# Outline Left on Shirt From Transfer Sheet



## No Joke Customs (Mar 2, 2008)

Hi,

I'm pretty new to all of this and I'm learning as I go along. I use an inkjet printer and transfer paper to make my shirts- The paper itself leaves an outline around where the words and/or image was cut. Sometimes it is less visible than others. What is the best way to eliminate (or at least substantially reduce) the outline's visibility. I use a good quality sheet, and follow the directions exactly- I have also tried using a teflon sheet to repress for about 5-10 seconds after- I tend to do this soon after the initial press. (...not sure if I should wait on that for a bit or not either.) For now, my main concern is the visibility of the outline- I feel like it makes the shirt look cheap.

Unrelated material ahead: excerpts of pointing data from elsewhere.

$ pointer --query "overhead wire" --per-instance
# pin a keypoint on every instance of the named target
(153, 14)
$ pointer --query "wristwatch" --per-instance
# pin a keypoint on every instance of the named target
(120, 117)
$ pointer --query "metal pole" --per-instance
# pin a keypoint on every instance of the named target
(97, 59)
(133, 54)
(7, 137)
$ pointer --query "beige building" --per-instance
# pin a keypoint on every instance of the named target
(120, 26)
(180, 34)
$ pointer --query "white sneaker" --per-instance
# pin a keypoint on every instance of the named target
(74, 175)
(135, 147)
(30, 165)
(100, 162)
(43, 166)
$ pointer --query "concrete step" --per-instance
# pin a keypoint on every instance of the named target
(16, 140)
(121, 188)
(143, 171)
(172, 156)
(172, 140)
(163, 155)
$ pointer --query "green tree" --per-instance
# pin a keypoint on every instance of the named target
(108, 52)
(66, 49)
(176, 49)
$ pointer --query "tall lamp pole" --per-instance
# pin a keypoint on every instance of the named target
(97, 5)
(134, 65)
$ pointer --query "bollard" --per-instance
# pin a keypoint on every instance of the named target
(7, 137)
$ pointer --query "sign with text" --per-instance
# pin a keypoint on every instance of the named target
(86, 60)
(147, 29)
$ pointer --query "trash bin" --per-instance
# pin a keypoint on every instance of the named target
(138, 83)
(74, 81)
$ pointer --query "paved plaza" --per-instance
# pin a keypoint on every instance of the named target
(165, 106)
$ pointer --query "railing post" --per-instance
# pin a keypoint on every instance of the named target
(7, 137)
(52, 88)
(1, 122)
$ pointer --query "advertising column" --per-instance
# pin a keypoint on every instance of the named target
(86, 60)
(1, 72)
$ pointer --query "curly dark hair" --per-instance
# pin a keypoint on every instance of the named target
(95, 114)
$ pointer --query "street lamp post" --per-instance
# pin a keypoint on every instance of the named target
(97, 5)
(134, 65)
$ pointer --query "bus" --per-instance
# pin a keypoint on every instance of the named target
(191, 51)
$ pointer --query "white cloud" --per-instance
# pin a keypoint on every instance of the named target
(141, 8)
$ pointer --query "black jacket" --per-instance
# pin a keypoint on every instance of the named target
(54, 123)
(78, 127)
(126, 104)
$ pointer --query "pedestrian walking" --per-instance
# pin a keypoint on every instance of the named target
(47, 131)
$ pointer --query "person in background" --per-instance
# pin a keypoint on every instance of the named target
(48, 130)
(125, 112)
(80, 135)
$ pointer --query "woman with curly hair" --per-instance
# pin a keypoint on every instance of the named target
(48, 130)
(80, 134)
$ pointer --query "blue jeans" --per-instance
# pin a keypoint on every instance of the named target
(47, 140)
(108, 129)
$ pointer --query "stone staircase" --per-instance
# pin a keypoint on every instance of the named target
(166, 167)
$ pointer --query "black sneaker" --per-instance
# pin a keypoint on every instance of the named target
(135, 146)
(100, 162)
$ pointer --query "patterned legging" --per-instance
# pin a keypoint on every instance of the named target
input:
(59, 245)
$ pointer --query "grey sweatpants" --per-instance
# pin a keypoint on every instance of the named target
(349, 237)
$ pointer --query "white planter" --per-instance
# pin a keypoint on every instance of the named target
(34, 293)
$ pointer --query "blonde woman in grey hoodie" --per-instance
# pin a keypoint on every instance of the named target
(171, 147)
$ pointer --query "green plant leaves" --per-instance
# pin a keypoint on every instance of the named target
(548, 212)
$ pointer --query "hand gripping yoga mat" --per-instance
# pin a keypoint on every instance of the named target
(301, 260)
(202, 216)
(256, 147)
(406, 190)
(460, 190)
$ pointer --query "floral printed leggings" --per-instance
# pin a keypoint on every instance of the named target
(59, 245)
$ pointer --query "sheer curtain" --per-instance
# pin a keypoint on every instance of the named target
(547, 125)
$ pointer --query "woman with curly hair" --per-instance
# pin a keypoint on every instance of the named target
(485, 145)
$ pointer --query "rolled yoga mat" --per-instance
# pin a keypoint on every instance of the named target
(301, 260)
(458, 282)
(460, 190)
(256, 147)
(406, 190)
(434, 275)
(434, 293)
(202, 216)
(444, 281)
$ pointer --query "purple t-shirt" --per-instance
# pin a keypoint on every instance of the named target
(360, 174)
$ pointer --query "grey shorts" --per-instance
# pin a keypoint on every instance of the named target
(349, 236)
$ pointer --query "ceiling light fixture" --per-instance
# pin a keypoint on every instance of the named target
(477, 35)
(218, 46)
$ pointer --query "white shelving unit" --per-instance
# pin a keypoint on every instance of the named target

Is this common and how do I get rid of it (other than not using inkjet transfer sheets- haha.) Thanks for your help.

-Dave (NJC)


----------



## make_edit (Jan 25, 2008)

It should go away by itself. You will be surprised that even just leaving it on a table and coming back 30 min later it will be noticeably better.


----------



## No Joke Customs (Mar 2, 2008)

Thanks for the Reply "Make edit." Much appreciated. I did do some last night, and while they didn't turn out too bad, I still noticibly see the outline on 1-2 of the 3. Do you know of any way, other than what I have already tried, to help get rid of it? Thanks again.

-Dave (NJC)


----------



## make_edit (Jan 25, 2008)

You might could loosen the pressure, or if it is actually frying the fibers(looks like there are little sparkle flecks in it) you could lower the temperature a bit. Also depends on the fabric you are using.


----------



## No Joke Customs (Mar 2, 2008)

Thanks again for the reply, "Make edit." I use a 50/50 blend shirt. I don't think I'm getting the fried effect, but that's good to know- I'll have to keep an eye out for that. I'll try the pressure/temp adjustments and see what happens- I'm still a bit curious why using the same time/pressure/temp. the shirts gave me different results... go figure. haha. Thanks again.

-Dave (NJC)


----------



## Girlzndollz (Oct 3, 2007)

Are you talking about the clear polymer window around your design within your trimming line?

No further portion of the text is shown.